World Bank sees 2013 China growth of 7.7 percent
Updated: 2013-06-13 11:54
By Joseph Boris in Washington (China Daily)
Despite receding risks from advanced economies, global growth is likely to be "muted" for the next few years as expansion in China and other developing countries slows, the World Bank forecasts in a new report.
Global GDP is expected to grow by 2.2 percent this year before strengthening to 3.0 percent and 3.3 percent in 2014 and 2015, respectively, the lending institution said in its semiannual Global Economic Prospects report, published on Wednesday.
In developing countries, GDP growth for 2013 is projected to be 5.1 percent before reaching 5.6 percent and 5.7 percent over the following two years. In China, where the government's target of 7.5 percent for 2013 was buoyed by first-quarter growth of 7.7 percent, the slower pace compared to previous years is due to the country's shift to a consumer demand-driven economy, the World Bank said.
The report predicted Chinese growth this year of 7.7 percent, slightly higher than the official estimate, followed by 8.0 percent and 7.9 percent in 2014 and 2015.
Broken down by region, the report predicts growth this year in East Asia and the Pacific of 7.3 percent (5.7 percent if China is excluded); Europe and Central Asia, 2.8 percent; Latin America and the Caribbean, 3.3 percent; the Middle East and North Africa, 2.5 percent; South Asia, 5.2 percent; and sub-Saharan Africa, 4.9 percent.
Beyond China, growth in big developing countries like Brazil, Russia, India, South Africa and Turkey is being held back by supply-chain "bottlenecks" that limit productivity gains, according to the report. Internal constraints have replaced the risks these "middle-income" nations previously faced from advanced economies - namely debt crises in Europe and the United States' pullback in January from what would have been a series of forced tax increases and budget cuts known as the fiscal cliff.
Although the developing world's growth will likely outpace that of higher-income countries, "it is significantly slower than what we've been accustomed to in the pre-crisis period [before 2008], but we see this slower growth - still robust, still strong - as something of a new normal for developing countries", said Andrew Burns, global macroeconomics manager at the World Bank and lead author of the report.
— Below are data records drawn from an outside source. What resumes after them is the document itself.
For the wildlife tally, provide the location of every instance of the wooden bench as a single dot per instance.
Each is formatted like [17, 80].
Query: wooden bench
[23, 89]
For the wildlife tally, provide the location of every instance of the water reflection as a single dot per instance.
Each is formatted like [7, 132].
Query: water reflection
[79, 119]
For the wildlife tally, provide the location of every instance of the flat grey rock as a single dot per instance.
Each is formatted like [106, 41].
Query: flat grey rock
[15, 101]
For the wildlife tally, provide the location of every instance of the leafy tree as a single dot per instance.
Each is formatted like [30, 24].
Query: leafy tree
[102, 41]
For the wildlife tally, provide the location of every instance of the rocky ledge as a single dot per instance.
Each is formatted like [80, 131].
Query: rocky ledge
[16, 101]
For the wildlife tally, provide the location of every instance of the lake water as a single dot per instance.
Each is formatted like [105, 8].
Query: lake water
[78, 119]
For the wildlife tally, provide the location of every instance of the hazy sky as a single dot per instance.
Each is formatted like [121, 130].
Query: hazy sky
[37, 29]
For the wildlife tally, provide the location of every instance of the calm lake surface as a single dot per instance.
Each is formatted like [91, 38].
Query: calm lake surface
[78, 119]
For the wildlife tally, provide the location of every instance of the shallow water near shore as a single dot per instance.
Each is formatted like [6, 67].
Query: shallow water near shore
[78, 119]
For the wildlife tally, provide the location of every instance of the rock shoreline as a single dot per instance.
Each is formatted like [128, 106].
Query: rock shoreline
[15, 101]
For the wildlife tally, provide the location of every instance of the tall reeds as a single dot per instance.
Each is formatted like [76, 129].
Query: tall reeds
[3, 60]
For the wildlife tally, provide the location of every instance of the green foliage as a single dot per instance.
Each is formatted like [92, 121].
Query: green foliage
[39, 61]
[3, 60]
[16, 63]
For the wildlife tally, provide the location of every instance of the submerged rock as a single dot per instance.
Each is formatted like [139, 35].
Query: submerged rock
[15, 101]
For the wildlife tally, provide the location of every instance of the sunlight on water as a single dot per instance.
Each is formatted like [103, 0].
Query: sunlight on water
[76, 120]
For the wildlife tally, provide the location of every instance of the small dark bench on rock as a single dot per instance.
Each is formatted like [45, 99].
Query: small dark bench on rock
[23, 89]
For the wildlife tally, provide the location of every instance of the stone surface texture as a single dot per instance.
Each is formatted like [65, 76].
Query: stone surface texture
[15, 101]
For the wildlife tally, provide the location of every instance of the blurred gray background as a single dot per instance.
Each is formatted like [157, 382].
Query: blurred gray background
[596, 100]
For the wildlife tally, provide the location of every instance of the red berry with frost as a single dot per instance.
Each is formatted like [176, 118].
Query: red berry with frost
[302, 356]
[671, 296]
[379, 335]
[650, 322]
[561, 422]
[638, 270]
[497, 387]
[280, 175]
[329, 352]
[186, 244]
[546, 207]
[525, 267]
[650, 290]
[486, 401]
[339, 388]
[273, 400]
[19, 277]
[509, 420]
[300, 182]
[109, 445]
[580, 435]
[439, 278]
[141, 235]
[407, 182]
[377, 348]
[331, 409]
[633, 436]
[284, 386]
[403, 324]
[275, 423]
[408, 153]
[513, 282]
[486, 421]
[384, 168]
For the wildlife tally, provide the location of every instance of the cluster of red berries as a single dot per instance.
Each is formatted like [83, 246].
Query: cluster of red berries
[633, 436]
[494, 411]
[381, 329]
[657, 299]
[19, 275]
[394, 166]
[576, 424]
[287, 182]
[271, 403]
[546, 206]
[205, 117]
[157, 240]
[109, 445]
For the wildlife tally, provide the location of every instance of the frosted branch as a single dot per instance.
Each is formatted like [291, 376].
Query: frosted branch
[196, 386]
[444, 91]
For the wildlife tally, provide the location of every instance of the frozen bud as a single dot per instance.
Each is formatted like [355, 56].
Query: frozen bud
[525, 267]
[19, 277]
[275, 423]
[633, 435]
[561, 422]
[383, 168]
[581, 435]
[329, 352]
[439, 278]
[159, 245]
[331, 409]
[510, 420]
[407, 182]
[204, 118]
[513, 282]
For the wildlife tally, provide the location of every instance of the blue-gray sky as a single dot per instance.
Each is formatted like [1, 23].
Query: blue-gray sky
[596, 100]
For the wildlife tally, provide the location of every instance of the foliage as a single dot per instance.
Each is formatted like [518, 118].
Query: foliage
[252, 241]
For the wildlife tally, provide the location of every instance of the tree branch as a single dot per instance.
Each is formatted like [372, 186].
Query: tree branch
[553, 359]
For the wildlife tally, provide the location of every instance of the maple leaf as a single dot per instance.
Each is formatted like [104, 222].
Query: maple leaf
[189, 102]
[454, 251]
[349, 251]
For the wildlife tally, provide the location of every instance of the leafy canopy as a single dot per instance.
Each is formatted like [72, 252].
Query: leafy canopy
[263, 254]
Some countries in the euro zone have sunk into recession while the US remains mired in a slow recovery with weak job creation, but external threats lie elsewhere, Burns said. Developing nations could be hurt by inflation driven by continued loose-money policies of developed countries' central banks, or higher interest rates if the US Federal Reserve changes course and tapers its quantitative-easing program of buying Treasury bonds and mortgage-backed securities.
"We think developing countries are going to be robust [in facing] these changes," he said, "but nevertheless they are a cause for concern, and we think that policy makers need to start to shift their focus from the external world more to their domestic preparedness for these more difficult situations going forward."
World Bank President Jim Yong Kim, interviewed by the Wall Street Journal on the sidelines of an economic forum in Montreal on Wednesday, said the lending institution is closely monitoring possible "spillover effects" from central banks' curtailing of policies intended to stimulate domestic consumption.
To combat these pressures, the new World Bank report recommends that most developing countries carry through on structural reforms to boost the supply side of their economies, by reducing the cost of doing business, increasing openness to foreign trade and investment, and investing in infrastructure and work force development.
"These measures underpinned strong developing-country growth over the past 20 years and are worth sticking with," Burns said.